Cook6 hrs 6 mins
This is a lemon herb garlic chicken dish which is made in a slow cooker to contain it's natural flavours. When we served it the meat fell away from the bone. If you wish to increase the celery and carrot you may do so without dramatically change the flavour of the dish. I normally remove the skin off the drumstick, which I recommended with this dish but feel free to leave it on. Everyone enjoyed it in our house hold, hope you will enjoy it.
- 20 g butter
- 1 kg chicken drumstick, with bone
- 1 stalk celery, chopped
- 1 carrot, chopped
- 1 1⁄4 cups chicken stock, liquid stock
- 1 lemon, juice of, freshly squeezed
- 1 spring onions or 1 green onion, finely sliced
- 3 garlic cloves, sliced
- 2 tablespoons fresh parsley, chopped
- 1 teaspoon dried oregano, ground
- salt, to taste
- ground black pepper, to taste
- In a hot non-stick pan, add butter and melt.

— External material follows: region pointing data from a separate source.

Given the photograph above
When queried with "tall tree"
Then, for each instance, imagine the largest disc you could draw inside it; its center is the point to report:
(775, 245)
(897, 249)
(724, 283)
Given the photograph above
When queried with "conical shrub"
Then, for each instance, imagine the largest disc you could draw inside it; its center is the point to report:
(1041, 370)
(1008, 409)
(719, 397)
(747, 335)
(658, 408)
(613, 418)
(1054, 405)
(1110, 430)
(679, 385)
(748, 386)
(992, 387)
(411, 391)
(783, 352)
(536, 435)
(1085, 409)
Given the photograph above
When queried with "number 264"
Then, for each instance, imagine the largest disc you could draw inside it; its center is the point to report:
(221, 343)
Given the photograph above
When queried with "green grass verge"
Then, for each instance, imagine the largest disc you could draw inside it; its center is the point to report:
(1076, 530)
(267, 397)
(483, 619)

- Add chicken drumstick and brown or seal chicken.
- Place celery & carrot on base of crock pot/slow cooker.
- Add brown chicken drumstick into the crock pot/slow cooker, making sure the chicken drumstick are not sitting on top of each other (must be laying side by side). Pour left over juices in the pan into the crock pot/slow cooker.
- Pour chicken stock and lemon juice on top of drumstick.
- Sprinkle onions, garlic, parsley, oregano, salt and black pepper on top of the chicken drumstick.
- Cover and cook on 'Low' setting for 6-8 hours. (Depending on you crock pot/slow cooker, mine tenders to cook quickly even on the slower setting).
- Serve with juices on rice or with crusty bread.